Hiperinflasi mulai dapat dikendalikan, dari 650% menjadi 120% (1967), dan 80%
(1968), sehingga pada tahun itu diputuskan bahwa Rencana Pembangunan Lima Tahun
(Repelita) pertama akan dimulai pada tahun berikutnya (1969). Setelah itu pada
tahun-tahun berikutnya inflasi terus menurun menjadi 25% (1969), 12% (1970),
dan 10% (bahkan sampai 8.88%) pada tahun 1971.
2.3 Kebijakan Pembangunan Orde Baru
ketika kondisi politik bangsa Indonesia mulai stabil untuk melaksanakan amanat masyarakat maka pemerintah mencanangkan pembangunan nasional yang diupayakan melalui Program Pembangunan Jangka Pendek dan Pembangunan Jangka Panjang.
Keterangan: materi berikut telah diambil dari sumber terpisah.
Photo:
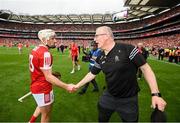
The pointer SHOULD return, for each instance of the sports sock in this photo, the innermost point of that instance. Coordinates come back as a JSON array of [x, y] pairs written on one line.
[[33, 119]]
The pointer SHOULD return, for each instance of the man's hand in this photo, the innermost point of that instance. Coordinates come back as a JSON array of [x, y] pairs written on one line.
[[71, 88], [57, 74], [159, 102]]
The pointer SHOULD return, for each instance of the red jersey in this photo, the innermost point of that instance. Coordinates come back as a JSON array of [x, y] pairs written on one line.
[[74, 50], [20, 45], [40, 58]]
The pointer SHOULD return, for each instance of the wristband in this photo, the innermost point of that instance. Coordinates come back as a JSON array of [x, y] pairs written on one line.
[[156, 94]]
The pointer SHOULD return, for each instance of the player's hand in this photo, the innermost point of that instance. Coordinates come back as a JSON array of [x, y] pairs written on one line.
[[57, 74], [71, 88], [159, 102]]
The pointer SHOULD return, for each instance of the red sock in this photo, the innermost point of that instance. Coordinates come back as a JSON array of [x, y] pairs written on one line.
[[33, 119]]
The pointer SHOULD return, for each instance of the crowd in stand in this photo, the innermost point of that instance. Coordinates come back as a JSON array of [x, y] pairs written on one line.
[[167, 43]]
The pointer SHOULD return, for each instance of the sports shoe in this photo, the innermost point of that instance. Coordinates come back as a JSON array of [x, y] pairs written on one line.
[[72, 71], [79, 67]]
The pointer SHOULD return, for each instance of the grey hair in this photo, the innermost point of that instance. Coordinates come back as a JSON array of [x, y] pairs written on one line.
[[108, 31]]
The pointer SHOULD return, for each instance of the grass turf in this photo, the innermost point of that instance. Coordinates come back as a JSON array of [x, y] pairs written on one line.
[[15, 81]]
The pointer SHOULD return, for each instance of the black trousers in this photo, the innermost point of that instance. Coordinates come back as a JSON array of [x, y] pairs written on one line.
[[127, 108]]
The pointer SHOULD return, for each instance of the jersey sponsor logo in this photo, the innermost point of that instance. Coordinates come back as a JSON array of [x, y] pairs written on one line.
[[133, 53], [47, 60]]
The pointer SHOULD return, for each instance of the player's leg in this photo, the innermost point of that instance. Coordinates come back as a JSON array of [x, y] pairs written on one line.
[[44, 102], [73, 64], [95, 85], [35, 115], [77, 63], [84, 89], [45, 113]]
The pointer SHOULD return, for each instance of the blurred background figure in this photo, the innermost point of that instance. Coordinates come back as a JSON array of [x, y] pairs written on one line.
[[145, 54]]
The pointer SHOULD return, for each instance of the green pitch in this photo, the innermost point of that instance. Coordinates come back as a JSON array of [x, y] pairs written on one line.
[[15, 81]]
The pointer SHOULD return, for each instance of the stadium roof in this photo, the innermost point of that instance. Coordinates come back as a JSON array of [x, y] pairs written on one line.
[[138, 9]]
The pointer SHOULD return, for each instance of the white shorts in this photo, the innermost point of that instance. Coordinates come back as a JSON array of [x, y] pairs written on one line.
[[44, 99]]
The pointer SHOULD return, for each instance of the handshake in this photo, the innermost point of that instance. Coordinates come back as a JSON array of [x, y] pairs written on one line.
[[71, 88]]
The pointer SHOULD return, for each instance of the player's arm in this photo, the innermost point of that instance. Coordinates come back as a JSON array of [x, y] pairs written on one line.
[[85, 80], [53, 80], [151, 80]]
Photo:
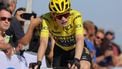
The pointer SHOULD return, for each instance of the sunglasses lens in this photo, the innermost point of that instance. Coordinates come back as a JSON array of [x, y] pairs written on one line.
[[63, 15], [9, 19], [99, 38], [4, 18]]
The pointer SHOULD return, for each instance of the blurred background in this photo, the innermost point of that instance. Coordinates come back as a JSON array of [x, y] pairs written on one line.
[[106, 14]]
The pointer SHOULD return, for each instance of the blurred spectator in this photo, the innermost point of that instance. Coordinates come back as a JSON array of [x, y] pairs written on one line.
[[108, 44], [5, 18], [16, 29], [89, 37], [98, 41]]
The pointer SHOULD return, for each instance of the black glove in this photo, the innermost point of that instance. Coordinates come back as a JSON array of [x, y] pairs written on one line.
[[76, 62]]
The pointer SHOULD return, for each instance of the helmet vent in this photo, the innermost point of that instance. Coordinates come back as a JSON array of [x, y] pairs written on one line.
[[58, 6], [51, 3], [62, 5], [66, 6], [54, 9]]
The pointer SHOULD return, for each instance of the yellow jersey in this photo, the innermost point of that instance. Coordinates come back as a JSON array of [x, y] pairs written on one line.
[[63, 36]]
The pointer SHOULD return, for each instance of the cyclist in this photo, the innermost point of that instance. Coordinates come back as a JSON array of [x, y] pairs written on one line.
[[65, 25]]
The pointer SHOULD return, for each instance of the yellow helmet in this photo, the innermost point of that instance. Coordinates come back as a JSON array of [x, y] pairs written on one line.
[[59, 6]]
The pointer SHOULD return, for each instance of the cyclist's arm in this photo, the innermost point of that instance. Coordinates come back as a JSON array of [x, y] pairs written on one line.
[[79, 46], [79, 36], [44, 35], [42, 48], [27, 37]]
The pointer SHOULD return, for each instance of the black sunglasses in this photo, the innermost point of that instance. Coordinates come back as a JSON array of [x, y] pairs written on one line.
[[62, 15], [4, 18]]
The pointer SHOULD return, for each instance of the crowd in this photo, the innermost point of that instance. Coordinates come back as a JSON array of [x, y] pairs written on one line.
[[61, 35]]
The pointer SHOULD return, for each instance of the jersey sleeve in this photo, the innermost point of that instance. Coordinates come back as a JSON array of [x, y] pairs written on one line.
[[78, 24], [44, 30]]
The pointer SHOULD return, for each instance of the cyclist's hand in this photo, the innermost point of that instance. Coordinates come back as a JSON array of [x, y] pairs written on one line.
[[70, 66], [35, 21], [74, 64]]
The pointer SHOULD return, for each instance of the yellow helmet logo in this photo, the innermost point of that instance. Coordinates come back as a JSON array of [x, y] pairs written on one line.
[[59, 6]]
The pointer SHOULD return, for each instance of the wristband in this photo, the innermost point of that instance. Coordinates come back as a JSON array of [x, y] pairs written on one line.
[[76, 61], [39, 63]]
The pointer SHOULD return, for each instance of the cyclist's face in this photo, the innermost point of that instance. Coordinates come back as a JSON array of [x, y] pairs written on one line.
[[61, 19]]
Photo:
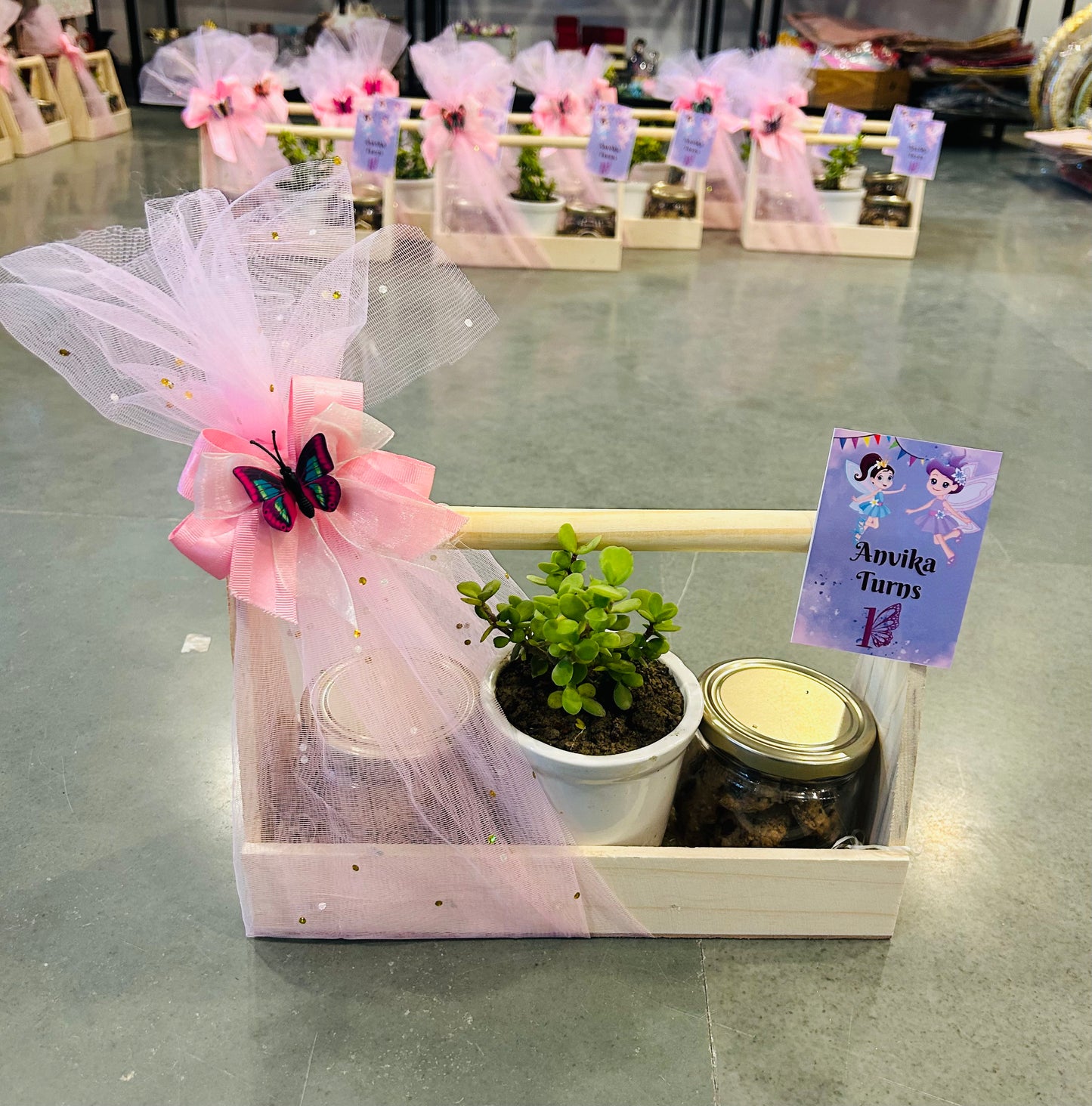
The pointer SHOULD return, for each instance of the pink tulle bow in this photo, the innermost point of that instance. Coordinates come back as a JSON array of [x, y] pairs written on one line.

Pembangunan Jangka Pendek dirancang melalui pembangunan lima tahun (Pelita) yang di dalamnya memiliki misi pembangunan dalam rangka mencapai tingkat kesejahteraan bangsa Indonesia. Pada masa ini pengertian pembangunan nasional adalah suatu rangkaian upaya pembangunan yang berkesinambungan yang meliputi seluruh kehidupan masyarakat, bangsa, dan negara..Dalam usaha mewujudkan tujuan nasional maka Majelis Permusyawaratan Rakyat sejak tahun 1973-1978-1983-1988-1993 menetapkan garis-garis besar haluan negara (GBHN). GBHN merupakan pola umum pembangunan nasional dengan rangkaian program-programnya yang kemudian dijabarkan dalam rencana pembangunan lima tahun (Repelita). Adapun Repelita yang berisi program-program kongkrit yang akan dilaksanakan dalam kurun waktu lima tahun, dalam repelita ini dimulai sejak tahun 1969 sebagai awal pelaksanaan pembangunan jangka pendek dan jangka panjang. Kemudian terkenal dengan konsep Pembangunan Jangka Panjang Tahap I (1969-1994) menurut indikator saat itu pembangunan dianggap telah berhasil memajukan segenap aspek kehidupan bangsa dan telah meletakkan landasan yang cukup kuat bagi bangsa Indonesia untuk memasuki Pembangunan Jangka Panjang Tahap II (1995-2020).
Pemerintahan
Orde Baru senantiasa berpedoman pada tiga konsep pembangunan nasional yang
terkenal dengan sebutan Trilogi Pembangunan, yaitu: (1) pemerataan pembangunan
dan hasil-hasilnya yang menuju pada terciptanya keadilan sosial bagi seluruh
rakyat; (2) pertumbuhan ekonomi yang cukup tinggi; dan (3) stabilitas nasional
yang sehat dan dinamis.
a.Pertanian
Sepanjang
1970-an hingga 1980-an dilakukan investasi besar-besaran untuk infrastruktur
Pembangunan Lima Tahun (Repelita), swasembada pangan merupakan fokus tersendiri
dalam rencana pembangunan yang dibuat oleh Soeharto. Pada Pelita I yang
dicanangkan landasan awal pembangunan Pemerintahan Orde Baru, dititikberatkan
pada pembangunan di sektor pertanian yang bertujuan mengejar keterbelakangan
ekonomi melalui proses pembaharuan sektor pertanian. Tujuan Pelita I,
meningkatkan taraf hidup rakyat melalui sektor pertanian yang ditopang oleh
kekuatan koperasi dan sekaligus meletakkan dasar-dasar pembangunan dalam
tahapan berikutnya.
Soeharto
membangun dan mengembangkan organisasi atau institusi yang akan menjalankan program-program
tersebut. Pembangunan ditekankan pada penciptaan institusi pedesaan sebagai
wahana pembangunan dengan membentuk Bimbingan Massal (Bimas) yang diperuntukkan
meningkatkan produksi beras dan koperasi sebagai organisasi ekonomi masyarakat
pedesaan. Sekaligus menjadi kepanjangan tangan pemerintah dalam menyalurkan
sarana pengolahan dan pemasaran hasil produksi. Di sisi lain pemerintah juga
menciptakan Badan Urusan Logistik (BULOG).
Kemudian
pemerintah melibatkan para petani melalui koperasi yang bertujuan memperbaiki
produksi pangan nasional. Untuk itu kemudian pemerintah mengembangkan ekonomi
pedesaan dengan menunjuk Fakultas Pertanian Universitas Gajah Mada dengan
membentuk Badan Usaha Unit Desa (BUUD). Maka lahirlah Koperasi Unit Desa (KUD)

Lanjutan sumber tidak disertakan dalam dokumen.